Disaster recovery for VIP: Site outage protocol
Status of the WordPress VIP Platform can be referenced at all times at the WPVIP Status page.
Though VIP has 24×7 automated monitoring and will be aware of an outage immediately, customers can contact VIP Support by creating a Support ticket using the Urgent priority level if there is an issue with an application not loading.
Support tickets filed with Urgent priority level immediately alert VIP’s entire team, and a member of the Support team will respond quickly within a customer’s defined urgent SLA.
Urgent tickets should only be used for outages, security issues, or workflow-blocking concerns. Remember to include as many details as possible to help VIP Support solve the issue more quickly.
VIP offers different code review levels based on the contract type to make sure a site will be secure, performant, and adhering to best practices. VIP also runs high-performance checks ahead of site launches to ensure the application is optimized before going into production.
In addition, VIP maintains a blend of documented and automated procedures for dealing with various equipment or other failures.
All VIP production environment databases are backed up every hour, including custom tables.
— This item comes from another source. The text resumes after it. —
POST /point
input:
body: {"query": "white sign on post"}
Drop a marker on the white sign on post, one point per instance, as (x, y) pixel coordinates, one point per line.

Backups are encrypted at rest before being replicated to Amazon AWS S3 utilizing encryption in transit and retained for 30 days.
The VIP File System (uploads/media library) is replicated in near real-time to all origin Data Centers.
VIP maintains several origin data centers, each with additional capacity that can be used in the event of a failure. The primary data centers are located in or around Dallas Fort Worth, Los Angeles, and Washington D.C.
All VIP application environments are spread across networking (e.g. switch) and power (e.g. rack power) infrastructure, to mitigate against equipment issues with networking or power affecting all the resources assigned with running a given VIP production environment.
VIP provides customers with access to New Relic, which includes the availability and monitoring service Synthetics Lite. Specific thresholds are set to trigger warnings for performance issues, often flagging concerning items that could contribute to—or indicate that—an application environment is unavailable or has service issues.
In outage scenarios, VIP uses an established Outage Mode protocol. There are different leads assigned to different roles, allowing the engineering team to focus on resolving the issue. This also ensures that someone is providing updates to the WPVIP Status page, and the VIP Status Twitter feed. Once the outage has been resolved, VIP follows up with an After Action Report in the VIP Lobby with details about what led to the issue, and preventative measures that may have been put in place to keep a similar scenario from occurring again.
In addition to the communication outlined above, Premier customers should expect to hear from their designated Technical Account Manager (TAM) who will deliver a detailed incident report on the customer’s shared P2 and an email to any key stakeholders that may not be involved in Slack or P2. A customer’s Premier account team is also available to discuss the incident and follow up actions by email, a Zendesk ticket, or a quick phone call if desired.
Last updated: April 04, 2023